Corridors et logistique

Bimco : avant le redressement du marché, le pire est à venir

Dans sa publication annuelle sur les réflexions pour l’année 2020, le Bimco (Baltic International Maritime Council) a dressé les grandes lignes des marchés maritimes. L’optimisme n’est toujours pas de mise.

Dans son document annuel sur les réflexions pour 2020, le Bimco analyse la situation des marchés maritimes pour 2020. Et pour l’organisation internationale, 2020 risque d’être chahutée. « Une tendance inquiétante qui s’est développée récemment est la baisse du ratio entre le PIB et les échanges », indique le document du Bimco. Une baisse de ce ratio qui s’explique par une diminution de la globalisation et des mesures protectionnistes dans différents pays dans le monde. « Des barrières à l’entrée de marchés qui sont implémentées pour durer », continue le rapport du Bimco. L’organisation internationale met en exergue le conflit commercial entre la Chine et les États-Unis mais aussi les actions américaines contre l’Europe et, dans un proche avenir, celles que le gouvernement de Washington pourrait imposer au Japon et à la Corée.
Des différents commerciaux qui auront un effet sur les marchés maritimes. « Avec le nouvel An, le marché ne revient pas à zéro mais continue de subir les effets engagés depuis quelques années. » Les commandes de navire associées à la baisse de la demande montre que 2020 devrait être difficile. « Le marché devrait s’aggraver », continue le Bimco. En ajoutant à ces marchés difficiles, l’entrée en vigueur de la nouvelle norme sur l’utilisation de soutes à émission de soufre réduite viendra encore plonger les résultats financiers des armements.

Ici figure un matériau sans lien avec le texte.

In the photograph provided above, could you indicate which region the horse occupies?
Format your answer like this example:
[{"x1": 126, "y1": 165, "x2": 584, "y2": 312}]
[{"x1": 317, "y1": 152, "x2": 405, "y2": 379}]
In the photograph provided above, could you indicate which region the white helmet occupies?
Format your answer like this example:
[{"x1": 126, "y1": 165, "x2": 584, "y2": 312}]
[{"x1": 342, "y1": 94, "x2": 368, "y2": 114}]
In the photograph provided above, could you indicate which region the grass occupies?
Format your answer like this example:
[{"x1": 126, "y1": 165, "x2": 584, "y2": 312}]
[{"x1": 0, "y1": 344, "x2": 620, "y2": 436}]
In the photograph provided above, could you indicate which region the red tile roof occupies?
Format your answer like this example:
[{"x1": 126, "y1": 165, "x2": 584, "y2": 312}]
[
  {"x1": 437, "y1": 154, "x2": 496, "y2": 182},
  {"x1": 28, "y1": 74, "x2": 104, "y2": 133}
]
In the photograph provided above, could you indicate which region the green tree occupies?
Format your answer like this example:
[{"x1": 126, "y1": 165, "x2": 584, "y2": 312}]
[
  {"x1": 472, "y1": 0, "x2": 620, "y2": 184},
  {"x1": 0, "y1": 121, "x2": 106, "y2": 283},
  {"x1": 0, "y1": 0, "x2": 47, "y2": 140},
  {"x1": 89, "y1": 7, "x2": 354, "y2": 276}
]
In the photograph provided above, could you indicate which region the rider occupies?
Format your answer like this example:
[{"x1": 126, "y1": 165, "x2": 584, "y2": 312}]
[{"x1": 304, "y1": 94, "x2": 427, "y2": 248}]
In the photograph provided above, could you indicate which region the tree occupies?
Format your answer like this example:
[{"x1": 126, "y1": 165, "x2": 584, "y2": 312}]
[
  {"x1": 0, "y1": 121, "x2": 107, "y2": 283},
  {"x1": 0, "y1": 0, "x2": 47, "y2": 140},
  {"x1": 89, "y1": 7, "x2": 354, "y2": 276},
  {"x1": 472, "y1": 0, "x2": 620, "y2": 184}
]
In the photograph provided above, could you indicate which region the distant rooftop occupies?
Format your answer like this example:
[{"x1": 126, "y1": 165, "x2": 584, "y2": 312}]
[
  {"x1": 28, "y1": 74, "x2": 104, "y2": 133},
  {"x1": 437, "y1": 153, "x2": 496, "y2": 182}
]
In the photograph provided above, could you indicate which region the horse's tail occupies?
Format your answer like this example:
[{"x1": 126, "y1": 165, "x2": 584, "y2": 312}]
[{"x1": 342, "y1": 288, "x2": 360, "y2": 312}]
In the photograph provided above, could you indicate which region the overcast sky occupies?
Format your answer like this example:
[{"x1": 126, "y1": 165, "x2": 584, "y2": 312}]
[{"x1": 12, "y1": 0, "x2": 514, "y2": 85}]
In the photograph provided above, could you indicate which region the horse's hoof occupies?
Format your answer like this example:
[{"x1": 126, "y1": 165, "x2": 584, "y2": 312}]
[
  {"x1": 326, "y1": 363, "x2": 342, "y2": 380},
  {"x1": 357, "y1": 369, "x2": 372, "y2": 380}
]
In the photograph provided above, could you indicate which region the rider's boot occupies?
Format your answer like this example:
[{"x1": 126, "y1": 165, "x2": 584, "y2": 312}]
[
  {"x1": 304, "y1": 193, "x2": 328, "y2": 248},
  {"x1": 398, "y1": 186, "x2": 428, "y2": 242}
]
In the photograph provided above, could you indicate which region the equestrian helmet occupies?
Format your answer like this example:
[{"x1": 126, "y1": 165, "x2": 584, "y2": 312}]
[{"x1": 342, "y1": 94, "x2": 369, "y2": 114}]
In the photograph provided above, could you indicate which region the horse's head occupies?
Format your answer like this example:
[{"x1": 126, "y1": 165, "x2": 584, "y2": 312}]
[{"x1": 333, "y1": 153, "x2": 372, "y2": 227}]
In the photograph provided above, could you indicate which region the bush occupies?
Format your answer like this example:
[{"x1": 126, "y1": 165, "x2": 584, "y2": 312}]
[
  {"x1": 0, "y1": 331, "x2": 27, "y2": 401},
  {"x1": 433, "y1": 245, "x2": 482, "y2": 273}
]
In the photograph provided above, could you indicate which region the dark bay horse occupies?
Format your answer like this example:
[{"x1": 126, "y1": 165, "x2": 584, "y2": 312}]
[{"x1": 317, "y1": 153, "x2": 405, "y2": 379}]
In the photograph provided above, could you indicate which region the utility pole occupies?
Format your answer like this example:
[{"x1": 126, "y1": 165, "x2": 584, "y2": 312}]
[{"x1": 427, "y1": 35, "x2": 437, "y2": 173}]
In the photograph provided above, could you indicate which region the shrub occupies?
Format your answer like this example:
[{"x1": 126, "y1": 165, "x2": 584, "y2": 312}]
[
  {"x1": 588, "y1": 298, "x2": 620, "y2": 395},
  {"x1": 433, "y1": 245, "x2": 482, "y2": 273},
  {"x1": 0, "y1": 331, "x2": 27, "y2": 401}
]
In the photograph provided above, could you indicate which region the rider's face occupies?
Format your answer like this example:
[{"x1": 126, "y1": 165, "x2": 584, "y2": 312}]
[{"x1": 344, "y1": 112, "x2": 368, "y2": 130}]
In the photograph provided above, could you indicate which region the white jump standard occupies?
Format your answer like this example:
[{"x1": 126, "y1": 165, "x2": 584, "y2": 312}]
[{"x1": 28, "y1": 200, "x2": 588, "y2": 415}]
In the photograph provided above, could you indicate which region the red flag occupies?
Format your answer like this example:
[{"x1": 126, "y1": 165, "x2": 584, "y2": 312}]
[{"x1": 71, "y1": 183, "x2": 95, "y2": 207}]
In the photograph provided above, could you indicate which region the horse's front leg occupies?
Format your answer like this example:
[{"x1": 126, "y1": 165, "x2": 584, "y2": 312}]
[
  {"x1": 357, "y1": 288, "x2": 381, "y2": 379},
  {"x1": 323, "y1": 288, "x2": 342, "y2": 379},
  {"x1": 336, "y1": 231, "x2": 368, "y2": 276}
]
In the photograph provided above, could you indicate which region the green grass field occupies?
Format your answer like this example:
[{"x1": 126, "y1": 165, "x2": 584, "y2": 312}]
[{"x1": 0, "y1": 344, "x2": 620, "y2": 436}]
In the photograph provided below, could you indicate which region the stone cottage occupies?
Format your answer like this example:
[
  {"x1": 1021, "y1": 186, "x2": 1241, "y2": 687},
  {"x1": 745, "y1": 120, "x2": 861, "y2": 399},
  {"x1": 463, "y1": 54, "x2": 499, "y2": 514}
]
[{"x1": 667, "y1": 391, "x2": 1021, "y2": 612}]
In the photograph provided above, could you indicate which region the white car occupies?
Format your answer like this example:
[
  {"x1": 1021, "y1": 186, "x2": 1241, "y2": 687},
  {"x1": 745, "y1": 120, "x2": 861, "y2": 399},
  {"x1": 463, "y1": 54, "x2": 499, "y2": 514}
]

Vracs solides: le manque d’appétit chinois

L’analyse par marché confirme les tendances générales exposées par le Bimco. S’agissant des vracs solides, la principale interrogation repose sur les achats de la Chine en minerais. Pour la troisième année consécutive, les importations de minerais de fer pourraient encore baisser en Chine. La sidérurgie locale préférant recycler de l’acier plutôt que de s’alimenter en matières premières. Autre facteur sur le marché des vracs solides, la baisse de la demande chinoise en soja en raison de la peste porcine. Cette dernière a largement décimée le cheptel chinois et, par voie de conséquence, réduit les importations pour la production d’aliments pour bétails. « Il faudra plusieurs années pour que le troupeau de porcs chinois retrouve son niveau d’avant l’épidémie de peste », note le Bimco. Enfin, avec la transition énergétique, le charbon , qui représente tout un pan de l’économie du monde maritime, pourrait se trouver en difficulté. Parallèlement à cette baisse de régime du moteur chinois, la croissance de la flotte mondiale des vraquiers viendra peser, en 2020, sur ce marché. Bimco estime que cette flotte devrait augmenter de 4,1%. Le fossé entre l’offre et la demande va continuer de se creuser en 2020 impliquant une nouvelle baisse des taux de fret. Depuis le 4 décembre, le BDI (Baltic Dry Index) perd de sa valeur quotidiennement. « Il est tombé à son plus bas niveau depuis avril 2019 », indique Reuters le 9 janvier. La montée des tensions au Moyen-Orient devrait accroître la pression sur ces indices.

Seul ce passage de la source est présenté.